192.168.1.100 -> 64.233.167.99

192.168.1.100 -> 64.233.167.99


### TCP Traceroute

Scapy also has the traceroute function, which used to display the path and measure the transition delays. With lsc() function, we can have detailed information to capture and decode.
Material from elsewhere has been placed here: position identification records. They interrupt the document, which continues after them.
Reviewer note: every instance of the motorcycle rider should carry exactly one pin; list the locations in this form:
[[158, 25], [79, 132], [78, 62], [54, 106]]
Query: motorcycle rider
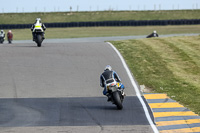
[[109, 76], [2, 34], [38, 25], [154, 34], [9, 36]]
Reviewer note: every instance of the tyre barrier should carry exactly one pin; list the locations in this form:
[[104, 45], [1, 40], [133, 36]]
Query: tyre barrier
[[108, 23]]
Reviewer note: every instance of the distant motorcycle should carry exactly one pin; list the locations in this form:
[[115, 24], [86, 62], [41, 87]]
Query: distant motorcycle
[[116, 94], [38, 37], [1, 38]]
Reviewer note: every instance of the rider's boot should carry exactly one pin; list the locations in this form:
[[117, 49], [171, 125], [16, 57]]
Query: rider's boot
[[109, 97]]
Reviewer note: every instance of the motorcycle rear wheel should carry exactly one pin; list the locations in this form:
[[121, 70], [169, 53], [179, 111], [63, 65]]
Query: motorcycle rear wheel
[[117, 100]]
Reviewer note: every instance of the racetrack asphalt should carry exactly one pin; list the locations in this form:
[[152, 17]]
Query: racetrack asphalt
[[55, 89]]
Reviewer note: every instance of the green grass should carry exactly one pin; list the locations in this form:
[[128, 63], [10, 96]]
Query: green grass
[[25, 34], [166, 65], [28, 18]]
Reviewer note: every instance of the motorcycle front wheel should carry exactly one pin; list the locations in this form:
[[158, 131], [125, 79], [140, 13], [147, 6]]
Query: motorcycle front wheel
[[39, 40]]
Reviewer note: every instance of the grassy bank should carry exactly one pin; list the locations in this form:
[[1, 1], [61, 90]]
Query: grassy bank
[[25, 34], [28, 18], [166, 65]]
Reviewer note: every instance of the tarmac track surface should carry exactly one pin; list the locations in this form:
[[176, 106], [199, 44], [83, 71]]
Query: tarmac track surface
[[55, 89]]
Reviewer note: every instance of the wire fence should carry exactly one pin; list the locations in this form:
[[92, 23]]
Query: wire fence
[[108, 23]]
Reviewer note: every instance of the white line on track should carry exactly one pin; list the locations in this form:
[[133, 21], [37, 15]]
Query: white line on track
[[136, 89]]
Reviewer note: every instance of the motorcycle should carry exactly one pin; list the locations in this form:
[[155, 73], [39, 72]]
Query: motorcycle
[[115, 93], [1, 38], [38, 37]]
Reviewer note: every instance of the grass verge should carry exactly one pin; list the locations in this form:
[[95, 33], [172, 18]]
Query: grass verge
[[25, 34], [166, 65], [51, 17]]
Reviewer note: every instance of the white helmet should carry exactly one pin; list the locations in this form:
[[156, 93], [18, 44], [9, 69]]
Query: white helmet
[[108, 67]]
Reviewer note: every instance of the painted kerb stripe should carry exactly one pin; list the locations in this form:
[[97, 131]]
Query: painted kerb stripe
[[167, 123]]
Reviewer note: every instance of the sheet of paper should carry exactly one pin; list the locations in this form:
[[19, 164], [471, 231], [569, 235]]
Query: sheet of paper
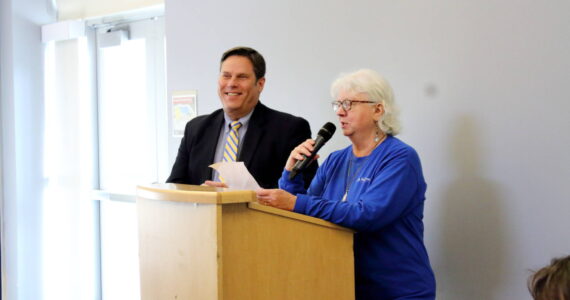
[[235, 175]]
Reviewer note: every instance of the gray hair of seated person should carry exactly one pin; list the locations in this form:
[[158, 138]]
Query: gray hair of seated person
[[551, 282]]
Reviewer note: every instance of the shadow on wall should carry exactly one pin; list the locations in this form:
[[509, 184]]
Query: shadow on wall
[[473, 236]]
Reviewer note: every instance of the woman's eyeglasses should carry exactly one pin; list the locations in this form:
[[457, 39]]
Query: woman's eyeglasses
[[347, 104]]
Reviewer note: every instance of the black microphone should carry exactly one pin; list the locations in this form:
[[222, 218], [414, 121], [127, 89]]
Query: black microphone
[[323, 136]]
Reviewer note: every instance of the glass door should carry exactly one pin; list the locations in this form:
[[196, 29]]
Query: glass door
[[132, 129]]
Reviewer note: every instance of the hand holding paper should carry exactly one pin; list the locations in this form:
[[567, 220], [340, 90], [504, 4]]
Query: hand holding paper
[[236, 176]]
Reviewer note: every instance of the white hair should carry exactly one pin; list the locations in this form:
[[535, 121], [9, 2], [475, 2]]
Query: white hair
[[378, 90]]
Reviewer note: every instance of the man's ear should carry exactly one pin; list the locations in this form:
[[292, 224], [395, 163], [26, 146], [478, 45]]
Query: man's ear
[[260, 83]]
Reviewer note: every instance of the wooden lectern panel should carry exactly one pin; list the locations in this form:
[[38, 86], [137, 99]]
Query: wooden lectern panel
[[178, 250], [198, 243], [273, 257]]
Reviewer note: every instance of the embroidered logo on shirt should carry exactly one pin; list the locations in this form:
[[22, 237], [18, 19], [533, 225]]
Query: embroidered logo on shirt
[[363, 179]]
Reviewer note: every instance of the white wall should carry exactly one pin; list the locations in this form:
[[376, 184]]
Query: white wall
[[21, 81], [483, 88]]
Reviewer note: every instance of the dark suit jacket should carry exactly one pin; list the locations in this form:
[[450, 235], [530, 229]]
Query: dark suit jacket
[[270, 138]]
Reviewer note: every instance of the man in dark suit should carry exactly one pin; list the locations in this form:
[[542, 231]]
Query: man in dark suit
[[265, 137]]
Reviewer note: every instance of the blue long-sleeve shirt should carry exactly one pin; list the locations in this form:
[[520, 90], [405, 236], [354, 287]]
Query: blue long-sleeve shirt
[[384, 204]]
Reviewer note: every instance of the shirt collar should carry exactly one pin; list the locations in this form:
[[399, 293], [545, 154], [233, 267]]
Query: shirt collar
[[243, 120]]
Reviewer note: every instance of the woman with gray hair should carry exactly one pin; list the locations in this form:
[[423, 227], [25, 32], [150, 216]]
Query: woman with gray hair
[[374, 186]]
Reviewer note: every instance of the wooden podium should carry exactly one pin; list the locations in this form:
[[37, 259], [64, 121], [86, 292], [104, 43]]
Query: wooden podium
[[204, 243]]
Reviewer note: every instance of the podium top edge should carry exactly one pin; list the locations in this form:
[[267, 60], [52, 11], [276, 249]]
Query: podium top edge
[[193, 193]]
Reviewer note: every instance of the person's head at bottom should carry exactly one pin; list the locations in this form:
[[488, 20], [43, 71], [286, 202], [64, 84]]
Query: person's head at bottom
[[552, 282]]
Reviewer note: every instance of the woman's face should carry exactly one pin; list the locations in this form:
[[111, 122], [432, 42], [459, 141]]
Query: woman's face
[[361, 118]]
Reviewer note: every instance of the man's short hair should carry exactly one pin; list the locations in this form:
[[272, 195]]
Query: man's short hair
[[256, 59]]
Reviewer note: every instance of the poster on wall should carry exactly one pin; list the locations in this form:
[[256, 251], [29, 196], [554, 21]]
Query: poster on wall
[[183, 110]]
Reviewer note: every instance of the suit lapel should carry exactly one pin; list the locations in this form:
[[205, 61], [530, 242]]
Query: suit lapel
[[209, 141]]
>>> ans, unans = sr(IP(dst="google.com", ttl=(4,25),id=RandShort())/TCP(flags=0x
...: 2))
Begin emission:
Finished sending 22 packets.
....*.*.*.*..*.*.*.*..*...*.*..*..*..*..*..*...*.*..*..*.*
>>> for snd,rcv in ans:
...:
4 69.63.248.25 False
5 69.63.248.1 False
6 209.148.228.218 False
11 172.217.1.174 True
12 172.217.1.174 True
13 172.217.1.174 True
21 172.217.1.174 True
22 172.217.1.174 True
23 172.217.1.174 True
24 172.217.1.174 True
>>>

>>> lsc()
IPID_count          : Identify IP id values classes in a list of packets
arpcachepoison      : Poison target's cache with (your MAC,victim's IP) couple
arping              : Send ARP who-has requests to determine which hosts are up
arpleak             : Exploit ARP leak flaws, like NetBSD-SA2017-002.
bind_layers         : Bind 2 layers on some specific fields' values.
bridge_and_sniff    : Forward traffic between interfaces if1 and if2, sniff and return
chexdump            : Build a per byte hexadecimal representation
computeNIGroupAddr  : Compute the NI group Address. Can take a FQDN as input parameter


### Other usage

Scapy has a lot more functionalities, such as rounting, wireless frame injection, SYN scans, probing, unit testing, and etc. There are also a lot of other features and functionalities, such as ARO, BOOTP, Ethernet, SNAP, UDP, TCP, DNS, DHC AND MORE. In addition, scapy also support on multiple applications, such as DHCP spoofing, network discovery, DNS, VLAN and ARP.

### Conclusion

OSI and TCP/IP models provide universal languages for computer systems so that they can interactive with each other. Due to the universality, sometimes it could be a challenge to distinct secure and unsecure network requests. Scapy is a powerful interactive python program that allows users to send, sniff, dissect and forge network packets within a wide-range of protocols. Scapy also can be used to probe, scan and even attack networks. The core function of scapy is the sr(), which used to send and receive the network packets. Since the flexibility of the scapy, the users can forge, manipulate a packet strictly followed by the network protocols. Therefore, the hackers can use scapy to make up a packet with fake information, and send and receive the responses from the target addresses. In addition, scapy also provides more advanced functions such as traceroute and hping functions. Unlike these commands on a linux machine, scapy can ping and traceroute for the entire internet. Furthermore, with geolocation packet, it is even able to trace the physical locations of an address.

In conclusion, scapy is a network manipulation tool, which gives both attackers and defenders a powerful network packet modification functionalities to perform some network activities.